MMM 408: Diagnostics and Design Considerations in DiD

The Importance of Diagnostics

Credible Difference-in-Differences (DiD) requires systematic diagnostics. The goal is to assess identifying assumptions, verify the robustness of conclusions, and check the influence of specific modeling choices. Section 4.8 emphasizes a structured diagnostic workflow tailored to modern staggered-adoption DiD.

Pre-Trend Assessments

Pre-trend checks diagnose whether treated and control groups were on parallel trajectories before the treatment.

Visual inspection: Always plot pre-treatment outcomes.
Event-study specification: Estimate multiple pre-treatment leads. Small or noisy leads are necessary for pre-treatment parallel trends, but this does not definitively prove parallel trends will hold in the post-treatment period.
Joint Wald tests: Test the null hypothesis that all lead coefficients are zero. Be sure to use cluster-robust standard errors.

What if pre-trends are present?

If pre-trends appear non-zero:

Try conditioning on observed covariates to see if imbalance explains the differential trend.
Consider factor models or synthetic control variants to accommodate latent trends.
Apply Rambachan–Roth bounds to conduct a sensitivity analysis. This quantifies how much post-treatment estimates would shift assuming pre-trends continued into the post-period.

Placebo Tests

Placebo tests help detect spurious effects by applying DiD logic where no actual treatment exists.

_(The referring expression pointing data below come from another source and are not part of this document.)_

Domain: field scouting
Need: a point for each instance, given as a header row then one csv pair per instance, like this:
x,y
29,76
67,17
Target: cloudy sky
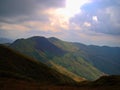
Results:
x,y
87,21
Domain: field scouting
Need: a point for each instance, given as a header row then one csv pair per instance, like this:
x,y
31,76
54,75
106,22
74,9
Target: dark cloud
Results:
x,y
107,13
13,8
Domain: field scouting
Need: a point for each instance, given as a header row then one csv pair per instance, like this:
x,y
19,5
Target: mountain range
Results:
x,y
46,51
19,72
5,40
86,61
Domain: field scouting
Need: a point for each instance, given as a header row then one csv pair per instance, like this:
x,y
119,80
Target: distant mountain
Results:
x,y
18,72
106,59
5,40
14,65
43,50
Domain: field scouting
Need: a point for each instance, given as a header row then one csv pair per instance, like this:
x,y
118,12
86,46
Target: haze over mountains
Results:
x,y
18,72
93,61
43,50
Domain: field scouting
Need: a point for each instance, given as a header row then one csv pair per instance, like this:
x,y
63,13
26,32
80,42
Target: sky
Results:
x,y
95,22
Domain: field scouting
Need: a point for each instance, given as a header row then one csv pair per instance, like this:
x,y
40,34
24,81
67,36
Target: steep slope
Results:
x,y
17,66
43,50
5,40
106,59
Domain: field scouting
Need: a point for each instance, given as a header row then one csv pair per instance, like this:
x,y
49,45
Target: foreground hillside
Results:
x,y
43,50
15,65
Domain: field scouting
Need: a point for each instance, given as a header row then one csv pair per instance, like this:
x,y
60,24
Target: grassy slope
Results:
x,y
69,61
74,62
15,65
104,83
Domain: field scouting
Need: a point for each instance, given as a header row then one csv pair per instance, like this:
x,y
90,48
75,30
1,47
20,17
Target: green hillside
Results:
x,y
15,65
43,50
106,59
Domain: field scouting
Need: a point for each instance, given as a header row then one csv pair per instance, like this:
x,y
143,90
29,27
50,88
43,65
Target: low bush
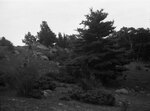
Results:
x,y
26,79
44,83
98,97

Placebo-in-time: Treat a pre-treatment period as if it were the intervention date. An estimate significantly different from zero implies the design itself might generate phantom effects.
Placebo-in-units: Randomly assign never-treated units into a fictitious “treated” group, leaving the rest as controls. Repeated many times, this builds a null distribution. If the actual treatment effect falls within the middle 95% of these placebo estimates, the result is weak.

Covariate Balance and Overlap

Check whether the treated and control units are properly matched on observables.

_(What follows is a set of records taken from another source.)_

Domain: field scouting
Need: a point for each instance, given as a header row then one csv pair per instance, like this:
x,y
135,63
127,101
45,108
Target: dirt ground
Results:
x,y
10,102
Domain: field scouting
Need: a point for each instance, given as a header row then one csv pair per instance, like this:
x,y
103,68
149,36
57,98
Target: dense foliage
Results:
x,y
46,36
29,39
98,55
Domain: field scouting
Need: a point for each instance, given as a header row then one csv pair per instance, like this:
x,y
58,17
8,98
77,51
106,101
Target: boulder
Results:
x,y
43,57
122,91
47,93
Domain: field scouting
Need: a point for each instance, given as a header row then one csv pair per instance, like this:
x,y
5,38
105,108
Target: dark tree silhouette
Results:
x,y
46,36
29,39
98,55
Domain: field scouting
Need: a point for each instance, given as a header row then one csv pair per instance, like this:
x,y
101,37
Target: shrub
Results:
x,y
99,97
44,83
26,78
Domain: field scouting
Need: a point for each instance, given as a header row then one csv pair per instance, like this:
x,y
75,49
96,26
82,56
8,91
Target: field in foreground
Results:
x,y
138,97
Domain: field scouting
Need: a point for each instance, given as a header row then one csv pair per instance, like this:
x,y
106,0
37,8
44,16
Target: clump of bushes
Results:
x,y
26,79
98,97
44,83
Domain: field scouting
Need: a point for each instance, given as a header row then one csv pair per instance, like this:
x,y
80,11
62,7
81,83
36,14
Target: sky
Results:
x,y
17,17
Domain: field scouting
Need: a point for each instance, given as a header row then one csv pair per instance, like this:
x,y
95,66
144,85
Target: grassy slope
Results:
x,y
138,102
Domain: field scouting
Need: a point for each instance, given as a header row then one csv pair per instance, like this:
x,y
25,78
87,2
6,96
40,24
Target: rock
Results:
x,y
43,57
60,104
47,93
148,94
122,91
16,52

Standardised Mean Differences (SMDs): An SMD around 0.1 to 0.2 standard deviations or higher warrants attention. However, this benchmark varies based on how strongly the covariate predicts the outcome.
Adjustments: If balance is initially poor, re-weight, match on covariates, or use them as controls in the outcome regression. Keep in mind this addresses observed factors, but unobserved confounding may remain.
Regression Check: Assess the $R^2$ from regressing the treatment indicator on covariates. A high $R^2$ means treatment assignment is heavily non-random and highly predicted, signalling a high risk of confounding.

Influence and Robustness

Modern DiD estimators aggregate various cohort-time comparisons. Ensure conclusions are not driven by extreme observations.

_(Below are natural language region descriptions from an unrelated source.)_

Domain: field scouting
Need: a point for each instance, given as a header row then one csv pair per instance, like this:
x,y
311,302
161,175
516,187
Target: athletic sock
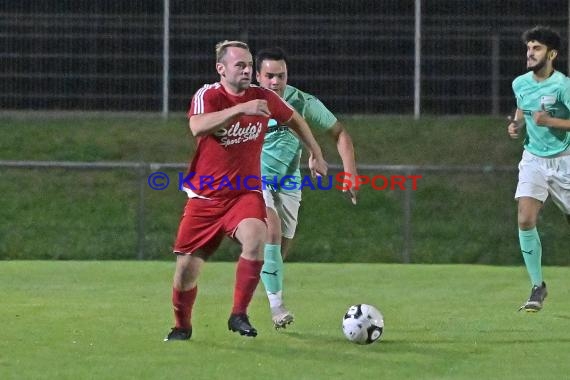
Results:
x,y
272,274
532,254
247,278
183,301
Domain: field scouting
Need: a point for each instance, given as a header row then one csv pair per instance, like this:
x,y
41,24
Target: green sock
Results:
x,y
272,270
532,254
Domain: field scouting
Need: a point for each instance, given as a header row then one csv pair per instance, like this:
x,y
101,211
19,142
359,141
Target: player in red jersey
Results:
x,y
229,119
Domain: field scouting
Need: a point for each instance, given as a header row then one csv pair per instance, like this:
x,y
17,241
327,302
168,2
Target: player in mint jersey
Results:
x,y
543,107
279,160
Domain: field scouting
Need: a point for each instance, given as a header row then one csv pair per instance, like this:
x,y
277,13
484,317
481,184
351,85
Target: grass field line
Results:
x,y
106,320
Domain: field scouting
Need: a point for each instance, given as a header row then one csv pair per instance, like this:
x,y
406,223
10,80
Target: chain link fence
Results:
x,y
396,57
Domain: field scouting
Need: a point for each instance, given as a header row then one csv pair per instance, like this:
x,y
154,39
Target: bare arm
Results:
x,y
208,123
346,152
317,164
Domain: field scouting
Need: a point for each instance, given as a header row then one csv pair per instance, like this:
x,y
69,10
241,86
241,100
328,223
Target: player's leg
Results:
x,y
531,193
288,210
246,219
531,249
184,292
197,238
272,270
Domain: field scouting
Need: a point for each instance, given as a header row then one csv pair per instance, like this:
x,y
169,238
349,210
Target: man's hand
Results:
x,y
318,166
514,127
542,117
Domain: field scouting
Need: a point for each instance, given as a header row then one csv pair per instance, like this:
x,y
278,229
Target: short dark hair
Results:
x,y
272,54
544,35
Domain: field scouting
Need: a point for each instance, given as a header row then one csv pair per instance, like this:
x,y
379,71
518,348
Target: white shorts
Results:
x,y
286,204
540,177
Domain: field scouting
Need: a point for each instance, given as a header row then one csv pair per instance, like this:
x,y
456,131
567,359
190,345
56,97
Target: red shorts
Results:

Leave-one-cohort-out: Exclude each cohort individually and re-estimate. If doing so shifts the estimate by roughly 25% or more, or flips the sign/significance, investigate that cohort.
Leave-one-period-out: This reveals whether a single transient period (e.g., an outlier in early post-treatment) overrides the entire effect.

Specification Curves

To demonstrate that a significant finding isn’t merely an artifact of an arbitrary analytical choice, summarize the stability of findings across many defendable specifications:

Alter the pool of control units (e.g., never-treated vs. not-yet-treated).
Vary covariate adjustments, fixed effects, estimating windows, and binning.
Compare multiple estimators (e.g., Callaway–Sant’Anna, Sun–Abraham, Borusyak–Jaravel–Spiess).

Plotting the distribution of these aggregate estimates yields a specification curve. A tight cluster across variations indicates robust conclusions, while wide variance highlights sensitivity to modeling choices.